Several years ago, I purchased a cookbook entitled Urban Italian by Andrew Carmellini. Favorite recipes from the cookbook include an eggplant agrodulce with the perfect balance of sweet from the honey and sour from the vinegar, a flavorful chicken marinated in a vinaigrette spiked with lemon, oregano, and red chili flakes, as well as a crispy, herb and spice crusted roast pork. These recipes inspire dishes often served for dinner in my home.
Last week, I purchased a Berkshire pork roast from Catalpa Grove Farm at Publican Quality Meats. I prefer to buy pork grown locally for quality and freshness and I often make a special trip to the butcher once or twice each week. To prepare this roast, I referred to the recipe for Pork Arrosto in Urban Italian. The pungent aroma of garlic, thyme, rosemary, sage, and fennel seed and pork filled the kitchen as it roasted in the oven.
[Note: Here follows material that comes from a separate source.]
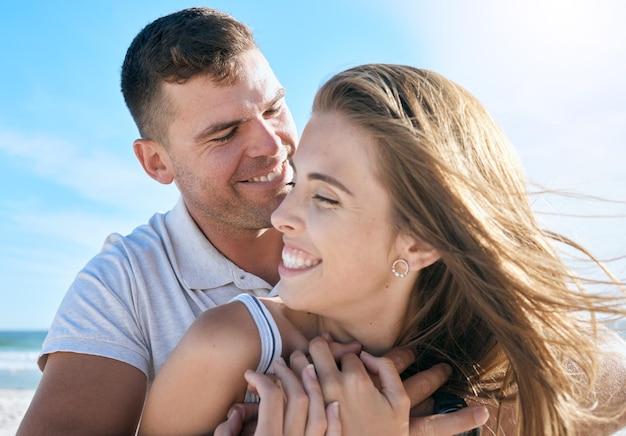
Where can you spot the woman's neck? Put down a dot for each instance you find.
(377, 335)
Herb and Spice Crusted Pork Roast
(adapted from Urban Italian by Andrew Carmellini)
Serves 4-6
- 2-2½ pounds pork loin roast
- 2 cloves of garlic, thinly sliced
- ½ tablespoon fennel seed
- 1 tablespoon fresh thyme leaves
- 1 tablespoon fresh rosemary leaves
- 10 sage leaves, thinly sliced
- 1 tablespoon sea salt
- 1 tablespoon black peppercorns
- 2 tablespoons extra-virgin olive oil
Preheat oven to 400°.
Prepare the herb and spice paste by placing the garlic, fennel seed, thyme, rosemary, sage, salt, and pepper in a mortar and pestle. Grind all of the ingredients and add the olive oil to create a paste.
Rub the pork loin roast with the herb and spice paste covering all sides. Please the roast on a roasting rack and bake for 45 minutes until a meat thermometer registers 145°. Remove the pork loin roast from the oven and allow to rest for 15 minutes prior to serving.
I hope the recipe for herb and spice crusted pork will encourage you to try one of the restaurants created by chef Andrew Carmellini the next time you visit New York. My husband and I dined at The Dutch on our last trip. The Dutch is a restaurant, bar, and oyster room located on Sullivan Street at the corner of Prince Street. We shared a variety of East Coast oysters to start, followed by an appetizer of truffled beef carpaccio and cauliflower with rye croutons and an entree of barbecued pork. For dessert, we enjoyed a crispy funnel cake with corn pudding and caramel.
In November, Andrew Carmellini opened a new restaurant named Little Park in the Smyth Hotel in Tribeca. Little Park offers a seasonal farm to table menu with organic vegetables, free-range poultry, and grass-fed meats from local farmers and ranchers . I look forward to dining at Little Park on my next visit to New York.